Of course, there could be setbacks on the way to even cheaper batteries. Anything that dampens the global spread of electric cars—falling oil prices, a shortage of charging infrastructure, or policy changes in Europe, China or the U.S.—could spell trouble. Without a high volume of electric-vehicle sales, price forecasts for batteries may not be realized, said Yayoi Sekine, a BNEF analyst in New York.
But greater use will create a feedback loop, making batteries more competitive in other markets. “More batteries for electric vehicles will make for cheaper batteries,” said Logan Goldie-Scot, a San Francisco-based analyst at BNEF. “That means more batteries in more things.”
Falling costs will bring more batteries onto electrical grids as well as homes that have solar panels and buildings seeking backups during power outages. BNEF forecasts more than $100 billion will be invested in energy storage by 2030, transforming how grids operate.

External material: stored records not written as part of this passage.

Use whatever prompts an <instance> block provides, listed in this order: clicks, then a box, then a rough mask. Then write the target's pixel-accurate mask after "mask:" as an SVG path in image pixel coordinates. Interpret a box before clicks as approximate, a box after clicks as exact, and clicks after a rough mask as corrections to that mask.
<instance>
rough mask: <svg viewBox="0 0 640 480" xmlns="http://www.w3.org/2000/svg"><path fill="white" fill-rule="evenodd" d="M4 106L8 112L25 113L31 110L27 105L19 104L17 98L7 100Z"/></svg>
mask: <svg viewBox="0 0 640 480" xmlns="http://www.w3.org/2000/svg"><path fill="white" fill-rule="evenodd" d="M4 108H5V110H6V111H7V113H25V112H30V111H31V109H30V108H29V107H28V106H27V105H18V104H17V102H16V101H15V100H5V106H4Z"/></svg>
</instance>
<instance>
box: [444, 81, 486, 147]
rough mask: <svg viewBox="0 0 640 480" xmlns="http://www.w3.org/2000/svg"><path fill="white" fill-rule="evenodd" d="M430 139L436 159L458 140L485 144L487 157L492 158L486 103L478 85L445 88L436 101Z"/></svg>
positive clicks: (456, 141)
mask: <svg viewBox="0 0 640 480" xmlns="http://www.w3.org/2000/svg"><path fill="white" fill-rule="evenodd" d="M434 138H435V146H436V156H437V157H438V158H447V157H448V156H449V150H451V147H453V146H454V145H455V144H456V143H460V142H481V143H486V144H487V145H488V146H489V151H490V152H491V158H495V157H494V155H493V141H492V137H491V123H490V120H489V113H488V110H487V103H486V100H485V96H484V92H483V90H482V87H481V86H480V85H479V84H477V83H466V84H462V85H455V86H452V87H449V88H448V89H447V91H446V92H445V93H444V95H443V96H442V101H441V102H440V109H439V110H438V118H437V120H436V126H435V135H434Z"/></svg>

“As the scale of the capacity and the whole supply chain for lithium-ion has increased, the costs have come way down,” said Stephen Coughlin, chief executive officer of Fluence, a joint venture of AES Corp. and Siemens AG that deploys storage for the grid. “We in the electric sector have benefited from all of this investment.”
It turns out that Exxon was right about the future of lithium-ion batteries—just not about how it would happen or when. There's now talk that demand for oil could peak in the next generation.
Instead, the rise of electric vehicles and renewable-energy sources may mean that some crude may stay in the ground. BP last year said battery-powered vehicles could flatten projected oil-demand growth from cars in the next 20 years if they become cool enough. The speed of that battery transformation owes a debt to the generations of consumer electronics that pushed lithium-ion technology forward.
“It’s been 30 years of gradual incremental improvements and then it took off,” said GTM's Manghani. “We started to move towards personal devices that had to rely on a lithium-ion based power supply, and then that snowballed into more companies manufacturing batteries.”